Catholicism is a language of its own, according to Father Dexter Brewer, pastor of Christ the King Church and Vicar General and Adjutant Judicial Vicar for the Diocese of Nashville, as he led the first night of the “Exploring the Eucharist: A Lenten Retreat in a Time of Eucharistic Revival” on Monday, Feb. 27, at Christ the King Church in Nashville.
Throughout the three-day retreat, sponsored by the Christ the King Women’s Council, Father Brewer takes attendees through an examination of the Mass, “its parts, historical origins, theological significance,” according to event materials.
The first evening focused on the beginning of the Mass through the Liturgy of the Word.
To begin, Father Brewer recalled the first time he ever attended a Catholic Mass. It was 1975, and Father Brewer, who had been raised Baptist, was invited by a Catholic friend.
“I remember being moved by the simplicity of it,” Father Brewer said. “It’s in four parts – opening rites, the Liturgy of the Word, one table, the Liturgy of the Eucharist, another table, and the closing rites.”
Everything in the Mass is a symbol, rooted in Scripture, he continued. There’s an elegance to it.
“When we gather in this place on Sundays or for daily liturgy, we come with all kinds of things on our minds,” said Father Brewer, but with the start of the opening rites, the faithful come together as a community as the opening song begins. “It’s really important this part and it’s important that we all gather in it to participate because we need to be formed as a single praying body.”
And as the opening song is sung, the procession begins.
“The opening song and the procession are an important part of us becoming a worshiping community,” Father Brewer said. “It is always Palm Sunday. Every procession is Palm Sunday because what we’re doing is we’re processing into this area where we celebrate the Lord’s sacrifice, his suffering, death, and resurrection here at this altar, and so the procession into Jerusalem, as it were, is the Palm Sunday procession.
“It is important to note that every action in the liturgy is connected to something,” he said. “The nature of symbols is to set your mind free to make association.”
Next, the priest reaches the front of the altar, genuflects, or bows, and then kisses the altar as a reverence to the person of Christ as well to continue the tradition of honoring the sacrifice of the martyrs.
“Catholicism is a language,” Father Brewer said.
After reverencing the altar and ending the opening hymns, the Mass begins with the sign of the cross, and the greeting “The Lord be with you,” to which the congregation responds, “And with your Spirit”. Then, comes the Penitential Rite, and the singing of the Gloria, he said, which all have roots in Scripture. Then, the celebrating priest reads the Collect.

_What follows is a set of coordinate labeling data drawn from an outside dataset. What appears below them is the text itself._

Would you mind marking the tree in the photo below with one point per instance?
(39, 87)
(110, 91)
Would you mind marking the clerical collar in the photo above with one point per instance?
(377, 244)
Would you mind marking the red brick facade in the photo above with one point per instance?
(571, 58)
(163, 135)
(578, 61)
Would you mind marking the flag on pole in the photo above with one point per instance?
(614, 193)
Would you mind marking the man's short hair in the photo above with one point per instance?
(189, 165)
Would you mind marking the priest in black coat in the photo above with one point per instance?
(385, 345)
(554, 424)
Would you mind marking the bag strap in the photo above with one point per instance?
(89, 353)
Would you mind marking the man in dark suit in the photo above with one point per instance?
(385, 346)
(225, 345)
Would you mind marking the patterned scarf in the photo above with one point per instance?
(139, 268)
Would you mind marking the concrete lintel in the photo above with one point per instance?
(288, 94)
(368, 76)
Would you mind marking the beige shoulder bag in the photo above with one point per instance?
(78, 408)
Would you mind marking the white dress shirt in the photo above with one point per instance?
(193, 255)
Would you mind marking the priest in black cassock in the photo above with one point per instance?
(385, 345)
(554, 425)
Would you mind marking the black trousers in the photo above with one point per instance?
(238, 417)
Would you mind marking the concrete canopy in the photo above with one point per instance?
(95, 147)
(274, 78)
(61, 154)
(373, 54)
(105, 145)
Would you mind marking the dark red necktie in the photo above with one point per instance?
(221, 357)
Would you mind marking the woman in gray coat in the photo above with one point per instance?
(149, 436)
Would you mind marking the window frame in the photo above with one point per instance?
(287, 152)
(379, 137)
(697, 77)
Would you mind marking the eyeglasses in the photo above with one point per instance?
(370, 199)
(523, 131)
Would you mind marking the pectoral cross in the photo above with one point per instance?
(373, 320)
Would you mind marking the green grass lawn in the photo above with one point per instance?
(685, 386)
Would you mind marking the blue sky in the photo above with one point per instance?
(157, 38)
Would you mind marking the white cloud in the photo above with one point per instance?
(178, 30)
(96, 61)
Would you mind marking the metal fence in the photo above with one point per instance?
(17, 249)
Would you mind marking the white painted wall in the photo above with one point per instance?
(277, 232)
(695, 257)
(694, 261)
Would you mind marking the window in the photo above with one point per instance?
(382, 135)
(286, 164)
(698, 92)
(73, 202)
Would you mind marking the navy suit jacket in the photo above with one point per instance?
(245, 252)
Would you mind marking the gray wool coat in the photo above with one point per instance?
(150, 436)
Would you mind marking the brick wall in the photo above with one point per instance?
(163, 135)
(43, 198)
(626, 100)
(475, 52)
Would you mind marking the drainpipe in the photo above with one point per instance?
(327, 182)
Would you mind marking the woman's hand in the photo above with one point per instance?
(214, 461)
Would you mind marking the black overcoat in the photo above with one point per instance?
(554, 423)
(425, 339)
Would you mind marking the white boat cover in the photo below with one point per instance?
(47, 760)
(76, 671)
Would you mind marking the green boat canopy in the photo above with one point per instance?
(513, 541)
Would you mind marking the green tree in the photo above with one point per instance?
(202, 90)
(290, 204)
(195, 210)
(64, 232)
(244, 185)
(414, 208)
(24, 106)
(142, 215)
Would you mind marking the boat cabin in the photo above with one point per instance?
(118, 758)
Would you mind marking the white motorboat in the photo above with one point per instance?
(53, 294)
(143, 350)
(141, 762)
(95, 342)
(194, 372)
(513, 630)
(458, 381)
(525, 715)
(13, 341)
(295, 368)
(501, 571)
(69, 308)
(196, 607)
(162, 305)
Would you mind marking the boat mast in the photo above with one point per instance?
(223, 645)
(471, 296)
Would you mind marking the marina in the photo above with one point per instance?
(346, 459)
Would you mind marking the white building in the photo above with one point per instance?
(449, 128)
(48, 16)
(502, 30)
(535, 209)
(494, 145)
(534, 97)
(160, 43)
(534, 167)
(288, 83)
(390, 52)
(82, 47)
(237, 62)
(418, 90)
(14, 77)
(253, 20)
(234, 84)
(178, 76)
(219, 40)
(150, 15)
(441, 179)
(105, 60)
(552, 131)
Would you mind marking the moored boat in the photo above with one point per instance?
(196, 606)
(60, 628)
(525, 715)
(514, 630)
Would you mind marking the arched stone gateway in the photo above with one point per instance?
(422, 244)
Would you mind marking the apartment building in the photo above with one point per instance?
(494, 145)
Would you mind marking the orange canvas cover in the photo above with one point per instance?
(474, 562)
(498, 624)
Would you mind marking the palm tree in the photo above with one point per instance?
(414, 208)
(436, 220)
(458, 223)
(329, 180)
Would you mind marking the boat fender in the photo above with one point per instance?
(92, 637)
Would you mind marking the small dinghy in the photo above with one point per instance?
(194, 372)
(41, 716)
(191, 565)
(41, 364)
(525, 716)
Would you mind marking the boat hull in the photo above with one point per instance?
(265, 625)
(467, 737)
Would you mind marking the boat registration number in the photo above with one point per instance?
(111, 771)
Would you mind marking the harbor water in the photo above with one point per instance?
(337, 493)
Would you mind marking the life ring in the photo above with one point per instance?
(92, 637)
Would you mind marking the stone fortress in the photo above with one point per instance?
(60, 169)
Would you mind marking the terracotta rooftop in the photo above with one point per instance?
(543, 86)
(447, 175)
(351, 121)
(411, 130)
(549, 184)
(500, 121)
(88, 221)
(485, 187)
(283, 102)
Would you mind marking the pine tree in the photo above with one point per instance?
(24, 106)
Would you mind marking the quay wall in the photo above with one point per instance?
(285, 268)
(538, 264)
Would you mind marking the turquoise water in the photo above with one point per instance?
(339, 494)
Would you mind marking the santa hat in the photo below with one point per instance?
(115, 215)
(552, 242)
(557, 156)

“I said at the beginning that we come to this place on Sunday with all kinds of things on our minds. We worry about friends and family, we worry about ourselves, until the Collect,” he said. “The priest, in very few words, after inviting us to pray with him, tries to capture all that in just a few words. … It collects all the thoughts and hearts of the people.”
After breaking to sing two verses “May We See You”, Father Brewer ended the evening by addressing the Liturgy of the Word – the first reading from the Old Testament, the responsorial psalm, the second reading from the New Testament letters, and the Gospel.
“The Church says that the Scriptures when they are read, it is God’s voice,” Father Brewer said, noting how hearing different lectors reading the Scriptures throughout the weekend will often inspire a new thought on how God is working through his life. “The liturgy is alive. It’s alive. The Spirit is doing extraordinary things always.
“Something is happening, and it’s the work of the Spirit among us,” he said. “We have to breathe it in.”
The retreat continues with an examination of the Liturgy of the Eucharist on Tuesday, Feb. 28, and then Mass, a focus on the Blessed Sacrament, adoration and benediction Wednesday, March 1. Both evenings begin at 6 p.m. in the church.
The retreat is free, but RSVPs are encouraged. There is no requirement to attend all three evenings.